A Phoenix, il trentunenne Walmsley, gioca in casa. È nato qui, conosce il percorso come le sue tasche e si è allenato con l’obiettivo di correre questa distanza e battere il record per tutto il 2020 e per parte del 2019, non ha alcuna intenzione di fare le cose con leggerezza. Si vede da subito, che è lui quello che deve tagliare il traguardo per primo, lo fa capire senza presunzione ma chiaramente a tutti, mettendosi appena dietro i pacers e seguendoli con una tecnica di corsa perfetta per tutta la parte di gara in cui saranno presenti (alcuni lasciano dopo 30, 40 o 50 km). Poi, come può sembrare ovvio quando parliamo di una distanza simile, c’è un momento in cui si trova da solo. Ha corso in prima posizione per novantacinque chilometri, gli mancano soltanto altri diciannove minuti (se riesce a tenere l’impressionante passo di 3’41” che ha tenuto finor) ed è fatta. Ma la stanchezza è tanta, ha un taglio sulla spalla ed è solo, il cielo si è rannuvolato e perde un po’ di vigore. Corre ancora bene, benissimo se pensiamo a quanta strada abbia già fatto, ma inizia a guardare troppo di frequente l’orologio e forse inizia a pensare che non ce la farà. Corre gli ultimi cinque chilometri a 3’50”, troppo lento. Termina i 100 chilometri in 6h09’26”.
È un tempo mostruoso, ma non basta. Non ce la fa per 11 secondi. Poco più di un secondo ogni dieci chilometri, e la cosa su cui avrà da pensare è che – purtroppo – li ha persi tutti negli ultimi cinque.

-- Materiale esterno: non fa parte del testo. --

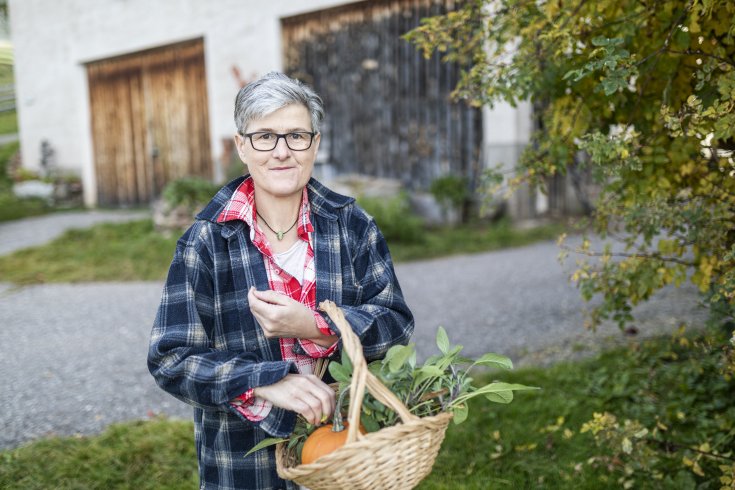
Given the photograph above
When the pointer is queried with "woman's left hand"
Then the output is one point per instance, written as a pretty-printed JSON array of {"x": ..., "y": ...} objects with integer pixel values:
[{"x": 281, "y": 316}]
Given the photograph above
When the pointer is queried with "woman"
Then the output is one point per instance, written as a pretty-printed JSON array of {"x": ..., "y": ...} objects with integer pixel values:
[{"x": 237, "y": 334}]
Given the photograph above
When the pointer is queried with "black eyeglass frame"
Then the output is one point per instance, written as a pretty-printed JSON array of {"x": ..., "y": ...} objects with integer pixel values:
[{"x": 278, "y": 136}]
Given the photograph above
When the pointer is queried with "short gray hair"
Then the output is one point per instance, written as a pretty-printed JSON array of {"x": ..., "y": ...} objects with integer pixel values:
[{"x": 272, "y": 92}]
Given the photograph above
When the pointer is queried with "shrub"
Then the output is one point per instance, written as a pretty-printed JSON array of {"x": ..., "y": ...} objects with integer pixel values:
[{"x": 189, "y": 192}]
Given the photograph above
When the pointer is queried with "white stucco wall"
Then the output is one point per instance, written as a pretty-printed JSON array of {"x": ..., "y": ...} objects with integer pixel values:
[{"x": 52, "y": 41}]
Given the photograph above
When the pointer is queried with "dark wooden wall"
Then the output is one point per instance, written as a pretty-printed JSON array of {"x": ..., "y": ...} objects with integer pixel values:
[{"x": 388, "y": 109}]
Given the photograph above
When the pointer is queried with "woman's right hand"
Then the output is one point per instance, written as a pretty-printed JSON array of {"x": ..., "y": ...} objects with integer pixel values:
[{"x": 305, "y": 394}]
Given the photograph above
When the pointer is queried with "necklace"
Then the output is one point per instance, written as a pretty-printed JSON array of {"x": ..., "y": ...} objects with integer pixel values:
[{"x": 279, "y": 234}]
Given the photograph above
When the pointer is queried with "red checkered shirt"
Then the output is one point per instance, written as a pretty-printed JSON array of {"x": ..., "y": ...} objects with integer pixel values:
[{"x": 242, "y": 206}]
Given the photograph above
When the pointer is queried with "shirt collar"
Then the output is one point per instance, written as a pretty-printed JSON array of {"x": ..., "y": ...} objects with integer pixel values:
[{"x": 241, "y": 206}]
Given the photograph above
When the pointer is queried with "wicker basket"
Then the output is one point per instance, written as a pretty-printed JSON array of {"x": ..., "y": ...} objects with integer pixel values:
[{"x": 393, "y": 457}]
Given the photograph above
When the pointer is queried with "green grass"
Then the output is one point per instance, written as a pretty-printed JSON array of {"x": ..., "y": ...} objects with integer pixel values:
[
  {"x": 534, "y": 442},
  {"x": 12, "y": 208},
  {"x": 8, "y": 122},
  {"x": 136, "y": 251},
  {"x": 474, "y": 238}
]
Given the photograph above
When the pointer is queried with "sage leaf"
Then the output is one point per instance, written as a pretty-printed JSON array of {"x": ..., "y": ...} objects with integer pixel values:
[
  {"x": 339, "y": 372},
  {"x": 460, "y": 413},
  {"x": 442, "y": 340},
  {"x": 500, "y": 396},
  {"x": 267, "y": 442}
]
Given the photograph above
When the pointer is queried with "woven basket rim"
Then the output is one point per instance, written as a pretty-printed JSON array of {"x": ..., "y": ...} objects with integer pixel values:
[
  {"x": 369, "y": 439},
  {"x": 409, "y": 428}
]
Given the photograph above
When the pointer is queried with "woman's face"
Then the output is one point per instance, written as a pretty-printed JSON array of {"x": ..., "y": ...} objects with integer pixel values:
[{"x": 280, "y": 172}]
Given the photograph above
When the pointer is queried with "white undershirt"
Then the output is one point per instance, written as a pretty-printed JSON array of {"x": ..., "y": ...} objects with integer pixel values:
[{"x": 292, "y": 260}]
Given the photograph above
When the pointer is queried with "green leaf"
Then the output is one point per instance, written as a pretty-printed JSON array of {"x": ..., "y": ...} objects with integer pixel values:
[
  {"x": 267, "y": 442},
  {"x": 460, "y": 413},
  {"x": 498, "y": 388},
  {"x": 426, "y": 372},
  {"x": 495, "y": 360},
  {"x": 442, "y": 340},
  {"x": 370, "y": 424},
  {"x": 401, "y": 355}
]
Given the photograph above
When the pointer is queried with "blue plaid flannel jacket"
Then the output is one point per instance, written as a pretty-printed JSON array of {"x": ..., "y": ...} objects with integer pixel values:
[{"x": 206, "y": 348}]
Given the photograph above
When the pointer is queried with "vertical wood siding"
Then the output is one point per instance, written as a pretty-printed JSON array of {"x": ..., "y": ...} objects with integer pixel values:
[
  {"x": 388, "y": 109},
  {"x": 149, "y": 119}
]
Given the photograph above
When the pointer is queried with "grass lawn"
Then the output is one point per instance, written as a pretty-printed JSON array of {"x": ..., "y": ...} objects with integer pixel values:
[
  {"x": 141, "y": 253},
  {"x": 672, "y": 387}
]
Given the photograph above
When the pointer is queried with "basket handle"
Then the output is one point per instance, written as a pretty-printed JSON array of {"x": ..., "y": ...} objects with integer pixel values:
[{"x": 361, "y": 376}]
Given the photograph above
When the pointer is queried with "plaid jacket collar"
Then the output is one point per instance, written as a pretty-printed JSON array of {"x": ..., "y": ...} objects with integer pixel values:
[{"x": 322, "y": 201}]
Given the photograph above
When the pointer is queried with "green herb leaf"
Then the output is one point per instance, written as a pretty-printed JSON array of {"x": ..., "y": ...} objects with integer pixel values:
[
  {"x": 267, "y": 442},
  {"x": 339, "y": 372},
  {"x": 442, "y": 340},
  {"x": 497, "y": 388}
]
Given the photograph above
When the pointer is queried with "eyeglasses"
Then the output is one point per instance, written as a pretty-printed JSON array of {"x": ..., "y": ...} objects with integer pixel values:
[{"x": 266, "y": 141}]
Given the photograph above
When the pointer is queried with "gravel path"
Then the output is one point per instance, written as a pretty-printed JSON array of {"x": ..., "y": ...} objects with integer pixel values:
[{"x": 73, "y": 355}]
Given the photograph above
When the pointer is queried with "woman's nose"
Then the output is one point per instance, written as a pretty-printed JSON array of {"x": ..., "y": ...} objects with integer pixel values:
[{"x": 281, "y": 149}]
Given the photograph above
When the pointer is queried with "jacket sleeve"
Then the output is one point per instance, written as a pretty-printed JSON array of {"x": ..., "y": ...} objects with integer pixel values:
[
  {"x": 182, "y": 357},
  {"x": 381, "y": 318}
]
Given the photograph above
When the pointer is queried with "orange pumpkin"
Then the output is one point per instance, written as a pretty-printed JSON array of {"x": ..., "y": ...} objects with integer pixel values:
[{"x": 323, "y": 441}]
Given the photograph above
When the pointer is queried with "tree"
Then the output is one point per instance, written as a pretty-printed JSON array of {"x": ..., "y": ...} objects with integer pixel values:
[{"x": 645, "y": 91}]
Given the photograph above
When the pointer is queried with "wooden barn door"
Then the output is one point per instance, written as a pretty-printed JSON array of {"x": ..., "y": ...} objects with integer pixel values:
[
  {"x": 150, "y": 122},
  {"x": 389, "y": 111}
]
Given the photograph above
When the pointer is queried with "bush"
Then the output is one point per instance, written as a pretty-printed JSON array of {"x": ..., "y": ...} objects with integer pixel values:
[
  {"x": 395, "y": 218},
  {"x": 449, "y": 191}
]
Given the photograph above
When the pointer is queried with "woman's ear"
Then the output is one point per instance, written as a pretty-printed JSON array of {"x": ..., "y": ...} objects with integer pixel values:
[{"x": 240, "y": 142}]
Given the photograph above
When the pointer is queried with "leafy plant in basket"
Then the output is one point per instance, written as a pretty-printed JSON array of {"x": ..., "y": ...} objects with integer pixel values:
[{"x": 442, "y": 384}]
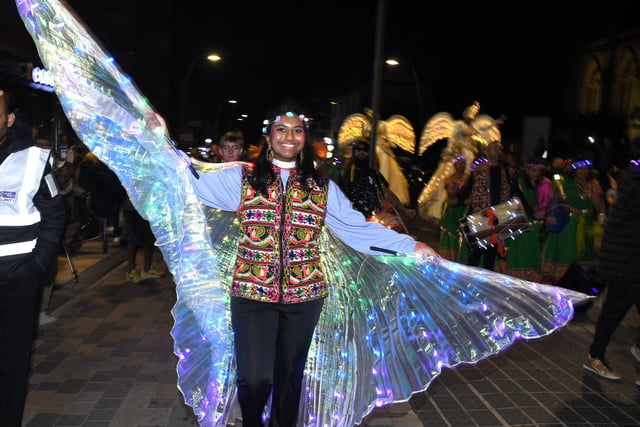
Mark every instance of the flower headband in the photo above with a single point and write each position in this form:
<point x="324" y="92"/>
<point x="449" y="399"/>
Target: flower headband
<point x="581" y="164"/>
<point x="267" y="124"/>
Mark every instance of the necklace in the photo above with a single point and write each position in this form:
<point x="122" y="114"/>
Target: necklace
<point x="283" y="165"/>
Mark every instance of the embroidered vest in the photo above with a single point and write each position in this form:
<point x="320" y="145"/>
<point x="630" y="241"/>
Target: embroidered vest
<point x="278" y="258"/>
<point x="480" y="196"/>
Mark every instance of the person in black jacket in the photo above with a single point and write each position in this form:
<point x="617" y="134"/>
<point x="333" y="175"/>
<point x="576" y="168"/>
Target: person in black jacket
<point x="618" y="263"/>
<point x="32" y="218"/>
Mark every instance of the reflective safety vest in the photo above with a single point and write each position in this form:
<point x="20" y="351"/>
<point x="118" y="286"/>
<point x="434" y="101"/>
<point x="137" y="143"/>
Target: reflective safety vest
<point x="21" y="174"/>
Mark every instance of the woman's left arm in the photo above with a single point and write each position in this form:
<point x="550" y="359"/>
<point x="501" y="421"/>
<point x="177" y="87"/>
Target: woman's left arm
<point x="354" y="230"/>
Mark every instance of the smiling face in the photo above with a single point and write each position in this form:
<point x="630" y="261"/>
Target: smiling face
<point x="230" y="150"/>
<point x="287" y="138"/>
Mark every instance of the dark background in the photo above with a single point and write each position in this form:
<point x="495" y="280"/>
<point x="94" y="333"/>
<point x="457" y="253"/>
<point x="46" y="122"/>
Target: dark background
<point x="513" y="57"/>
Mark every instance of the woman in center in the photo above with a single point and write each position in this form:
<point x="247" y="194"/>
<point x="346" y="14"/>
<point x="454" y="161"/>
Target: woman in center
<point x="278" y="286"/>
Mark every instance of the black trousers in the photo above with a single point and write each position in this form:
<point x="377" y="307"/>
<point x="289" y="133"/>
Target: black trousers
<point x="19" y="285"/>
<point x="619" y="299"/>
<point x="272" y="342"/>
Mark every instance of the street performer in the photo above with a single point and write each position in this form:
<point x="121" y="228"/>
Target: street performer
<point x="32" y="217"/>
<point x="491" y="182"/>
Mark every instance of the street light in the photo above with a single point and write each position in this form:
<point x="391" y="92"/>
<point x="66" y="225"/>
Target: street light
<point x="184" y="109"/>
<point x="393" y="62"/>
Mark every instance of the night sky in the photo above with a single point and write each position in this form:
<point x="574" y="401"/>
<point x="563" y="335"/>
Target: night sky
<point x="513" y="57"/>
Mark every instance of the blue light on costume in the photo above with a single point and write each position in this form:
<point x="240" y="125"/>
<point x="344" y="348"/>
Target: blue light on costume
<point x="398" y="318"/>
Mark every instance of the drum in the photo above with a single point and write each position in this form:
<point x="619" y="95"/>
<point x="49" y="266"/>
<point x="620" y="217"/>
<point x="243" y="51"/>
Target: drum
<point x="506" y="220"/>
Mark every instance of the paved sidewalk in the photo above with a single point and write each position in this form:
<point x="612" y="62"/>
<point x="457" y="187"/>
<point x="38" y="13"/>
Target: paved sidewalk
<point x="108" y="362"/>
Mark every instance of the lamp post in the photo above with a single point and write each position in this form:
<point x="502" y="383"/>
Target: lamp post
<point x="377" y="76"/>
<point x="184" y="105"/>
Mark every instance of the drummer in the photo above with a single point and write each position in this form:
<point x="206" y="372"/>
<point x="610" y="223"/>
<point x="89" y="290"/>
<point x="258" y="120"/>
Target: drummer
<point x="491" y="182"/>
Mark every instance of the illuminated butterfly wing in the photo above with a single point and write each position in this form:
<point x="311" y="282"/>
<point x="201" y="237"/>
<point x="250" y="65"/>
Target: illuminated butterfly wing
<point x="398" y="131"/>
<point x="354" y="126"/>
<point x="108" y="113"/>
<point x="390" y="325"/>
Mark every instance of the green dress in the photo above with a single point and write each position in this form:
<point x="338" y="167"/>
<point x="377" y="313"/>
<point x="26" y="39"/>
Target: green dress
<point x="450" y="235"/>
<point x="576" y="240"/>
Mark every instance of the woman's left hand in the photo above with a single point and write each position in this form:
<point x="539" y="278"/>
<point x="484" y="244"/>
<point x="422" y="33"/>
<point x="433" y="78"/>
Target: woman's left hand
<point x="423" y="251"/>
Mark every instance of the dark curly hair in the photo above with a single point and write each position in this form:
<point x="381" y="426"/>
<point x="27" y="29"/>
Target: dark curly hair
<point x="262" y="174"/>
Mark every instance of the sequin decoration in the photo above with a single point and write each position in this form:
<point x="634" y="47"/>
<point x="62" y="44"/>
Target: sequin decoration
<point x="390" y="324"/>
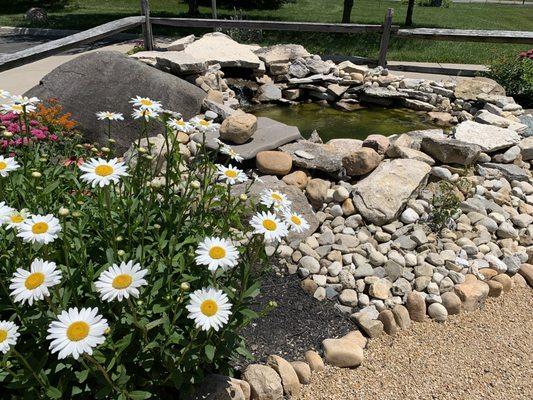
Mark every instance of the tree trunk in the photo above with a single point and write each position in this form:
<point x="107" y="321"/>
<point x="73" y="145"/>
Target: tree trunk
<point x="409" y="16"/>
<point x="193" y="8"/>
<point x="346" y="14"/>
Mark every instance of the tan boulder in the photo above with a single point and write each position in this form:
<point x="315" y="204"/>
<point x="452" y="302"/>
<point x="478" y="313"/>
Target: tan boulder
<point x="273" y="162"/>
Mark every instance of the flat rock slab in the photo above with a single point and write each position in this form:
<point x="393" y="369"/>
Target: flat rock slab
<point x="107" y="80"/>
<point x="299" y="202"/>
<point x="309" y="155"/>
<point x="269" y="135"/>
<point x="490" y="138"/>
<point x="382" y="195"/>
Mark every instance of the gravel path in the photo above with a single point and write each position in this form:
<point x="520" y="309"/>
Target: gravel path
<point x="486" y="354"/>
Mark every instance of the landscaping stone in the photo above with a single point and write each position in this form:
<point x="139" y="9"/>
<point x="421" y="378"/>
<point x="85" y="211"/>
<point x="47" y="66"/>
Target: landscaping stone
<point x="381" y="196"/>
<point x="289" y="378"/>
<point x="273" y="162"/>
<point x="342" y="353"/>
<point x="265" y="383"/>
<point x="82" y="88"/>
<point x="269" y="135"/>
<point x="238" y="128"/>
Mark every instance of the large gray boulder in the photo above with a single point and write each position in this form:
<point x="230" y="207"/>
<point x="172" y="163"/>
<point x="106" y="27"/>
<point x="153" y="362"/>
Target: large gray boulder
<point x="106" y="81"/>
<point x="382" y="195"/>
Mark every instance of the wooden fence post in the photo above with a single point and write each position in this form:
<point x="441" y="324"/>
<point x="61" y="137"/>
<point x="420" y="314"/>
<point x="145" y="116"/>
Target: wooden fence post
<point x="148" y="37"/>
<point x="385" y="36"/>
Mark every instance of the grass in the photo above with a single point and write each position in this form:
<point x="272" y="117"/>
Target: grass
<point x="83" y="14"/>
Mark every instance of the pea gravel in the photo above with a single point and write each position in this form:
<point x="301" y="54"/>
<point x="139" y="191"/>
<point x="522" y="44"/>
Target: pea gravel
<point x="486" y="354"/>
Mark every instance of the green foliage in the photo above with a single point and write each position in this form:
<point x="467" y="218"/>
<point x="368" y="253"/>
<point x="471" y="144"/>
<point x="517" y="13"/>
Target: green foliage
<point x="152" y="348"/>
<point x="516" y="76"/>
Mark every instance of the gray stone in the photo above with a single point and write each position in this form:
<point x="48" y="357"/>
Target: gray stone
<point x="381" y="196"/>
<point x="82" y="88"/>
<point x="269" y="135"/>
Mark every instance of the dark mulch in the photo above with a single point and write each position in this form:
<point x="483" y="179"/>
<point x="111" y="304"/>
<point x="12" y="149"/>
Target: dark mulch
<point x="298" y="324"/>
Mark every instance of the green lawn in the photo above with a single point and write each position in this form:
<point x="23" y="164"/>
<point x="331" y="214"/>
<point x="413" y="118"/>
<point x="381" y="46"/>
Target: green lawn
<point x="83" y="14"/>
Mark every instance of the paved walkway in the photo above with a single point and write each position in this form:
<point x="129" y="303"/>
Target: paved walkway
<point x="482" y="355"/>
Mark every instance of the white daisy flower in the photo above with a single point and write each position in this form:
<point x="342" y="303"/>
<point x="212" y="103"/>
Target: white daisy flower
<point x="296" y="222"/>
<point x="40" y="229"/>
<point x="231" y="174"/>
<point x="147" y="114"/>
<point x="7" y="165"/>
<point x="14" y="218"/>
<point x="145" y="103"/>
<point x="203" y="125"/>
<point x="76" y="332"/>
<point x="99" y="172"/>
<point x="210" y="308"/>
<point x="275" y="199"/>
<point x="8" y="335"/>
<point x="120" y="282"/>
<point x="5" y="210"/>
<point x="111" y="116"/>
<point x="180" y="125"/>
<point x="270" y="226"/>
<point x="33" y="284"/>
<point x="217" y="253"/>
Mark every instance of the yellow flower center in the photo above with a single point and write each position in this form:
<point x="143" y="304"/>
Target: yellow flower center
<point x="122" y="281"/>
<point x="209" y="308"/>
<point x="217" y="252"/>
<point x="269" y="225"/>
<point x="295" y="220"/>
<point x="39" y="228"/>
<point x="103" y="170"/>
<point x="33" y="281"/>
<point x="77" y="331"/>
<point x="276" y="197"/>
<point x="17" y="218"/>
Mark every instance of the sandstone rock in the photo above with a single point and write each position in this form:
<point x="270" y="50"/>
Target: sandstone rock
<point x="314" y="360"/>
<point x="526" y="270"/>
<point x="273" y="162"/>
<point x="82" y="88"/>
<point x="269" y="135"/>
<point x="303" y="371"/>
<point x="450" y="151"/>
<point x="289" y="379"/>
<point x="472" y="293"/>
<point x="438" y="312"/>
<point x="265" y="383"/>
<point x="238" y="128"/>
<point x="381" y="196"/>
<point x="489" y="138"/>
<point x="452" y="302"/>
<point x="401" y="316"/>
<point x="219" y="387"/>
<point x="342" y="353"/>
<point x="361" y="162"/>
<point x="296" y="178"/>
<point x="416" y="305"/>
<point x="470" y="89"/>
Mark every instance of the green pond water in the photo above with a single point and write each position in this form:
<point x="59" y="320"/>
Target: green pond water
<point x="332" y="123"/>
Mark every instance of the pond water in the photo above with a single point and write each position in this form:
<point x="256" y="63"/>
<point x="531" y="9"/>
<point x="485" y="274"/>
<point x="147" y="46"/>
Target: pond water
<point x="332" y="123"/>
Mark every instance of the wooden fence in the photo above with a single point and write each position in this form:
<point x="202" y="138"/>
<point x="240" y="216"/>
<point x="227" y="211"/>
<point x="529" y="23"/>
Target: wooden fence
<point x="386" y="30"/>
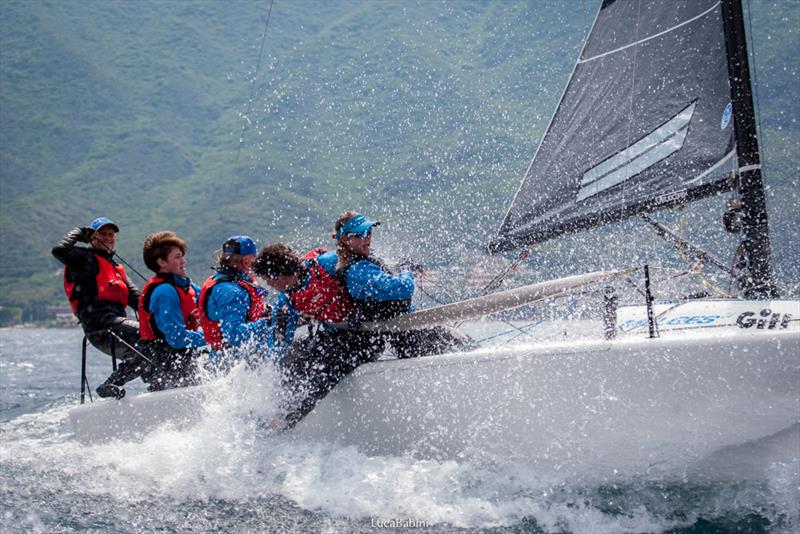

Taglia il traguardo, si appoggia alla transenna e una donna gli poggia la testa sulla spalla. Non so chi sia, se un’organizzatrice, un’amica, moglie o chissà chi, ma è il momento che mi piace ricordare di questa corsa di cui ho seguito qualche spezzone, restando incollato agli ultimi chilometri sperando potesse farcela.
Per la mera cronaca, il secondo arrivato, Rajipaul Pennu, ha impiegato 6h28’31” (e forse preso dalla foga quasi non si è reso conto di essere arrivato e ha continuato a correre per qualche altra decina di metri) e il terzo, Kris Brown, 6h39’14”. Tra le donne, la vittoria è andata a Audrey Tanguy in 7h40’36” (molto lontana dalle 6h33’11” del record del mondo di Tomoe Abe), seconda posizione per Nicole Monette con 7h43’18” e terza per Courtney Olsen in 7h55’11”.
Walmsley (che ha anche caricato la corsa sul suo profilo Strava) ci proverà di nuovo, ne sono certo, magari per il lancio della Carbon X 3, perché atleti del genere non si accontentano e non si fermano mai.
E a me e te permettono di credere ancora che tutto sia possibile.